I'm sorry if that was a bit exaggerated, but the negative connotation 
was intentional.

>> As mentioned on IRC, if the reason is to prevent moving around threads in
>> realtime (SCHED_FIFO, SCHED_RR) classes, that should be fixed at the kernel
>> level.
> 
> We use cgroups where it is available to us, but we don't always have
> the freedom that we'd like.

I understand.  I'm thinking of a new flag to sched_setscheduler that 
fixes the CPU affinity and policy of the thread and prevents changing it 
in case QEMU is compromised later.  The seccomp/SELinux sandboxes can 
prevent setting the SCHED_FIFO class without this flag.

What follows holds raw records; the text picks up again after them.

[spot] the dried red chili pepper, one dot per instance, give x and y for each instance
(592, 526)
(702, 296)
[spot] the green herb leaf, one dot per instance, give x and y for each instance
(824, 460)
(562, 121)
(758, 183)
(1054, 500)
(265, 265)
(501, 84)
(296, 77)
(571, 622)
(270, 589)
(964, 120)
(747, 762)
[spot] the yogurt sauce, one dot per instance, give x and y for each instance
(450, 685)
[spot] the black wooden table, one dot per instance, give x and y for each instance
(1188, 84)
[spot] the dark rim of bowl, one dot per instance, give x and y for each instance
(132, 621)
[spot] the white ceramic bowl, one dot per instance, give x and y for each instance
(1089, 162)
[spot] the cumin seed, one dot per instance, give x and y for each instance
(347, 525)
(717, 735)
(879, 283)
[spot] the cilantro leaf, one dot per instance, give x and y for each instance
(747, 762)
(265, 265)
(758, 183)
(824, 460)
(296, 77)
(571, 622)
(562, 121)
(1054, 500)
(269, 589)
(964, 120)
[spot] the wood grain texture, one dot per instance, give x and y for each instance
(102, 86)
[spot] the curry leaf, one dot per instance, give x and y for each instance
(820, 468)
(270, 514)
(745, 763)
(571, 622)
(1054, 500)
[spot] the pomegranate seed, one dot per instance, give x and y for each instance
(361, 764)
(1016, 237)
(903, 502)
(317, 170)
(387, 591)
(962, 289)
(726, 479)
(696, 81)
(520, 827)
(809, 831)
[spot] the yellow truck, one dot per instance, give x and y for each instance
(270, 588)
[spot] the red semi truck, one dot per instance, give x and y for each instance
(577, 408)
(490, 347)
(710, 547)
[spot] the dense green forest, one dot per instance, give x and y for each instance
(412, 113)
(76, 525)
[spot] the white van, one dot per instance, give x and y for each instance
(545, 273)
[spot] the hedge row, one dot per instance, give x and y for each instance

In addition, my hunch is that this works only because the RT setup of 
QEMU is not safe against priority inversion.  IIRC the iothreads are set 
with a non-realtime priority, but actually they should have a _higher_ 
priority than the CPU threads, and the thread pool I/O bound workers 
should have an even higher priority; otherwise you have a priority 
inversion situation where an interrupt is pending that would wake up the 
CPU, but the iothreads cannot process it because they have a lower 
priority than the CPU.

So the iothread and the associated util/thread-pool.c thread pool are 
the wrong tools to solve Michal's issue; they are not meant for 
background CPU-bound work, even though they _might_ work due to their 
incorrect RT setup.

Paolo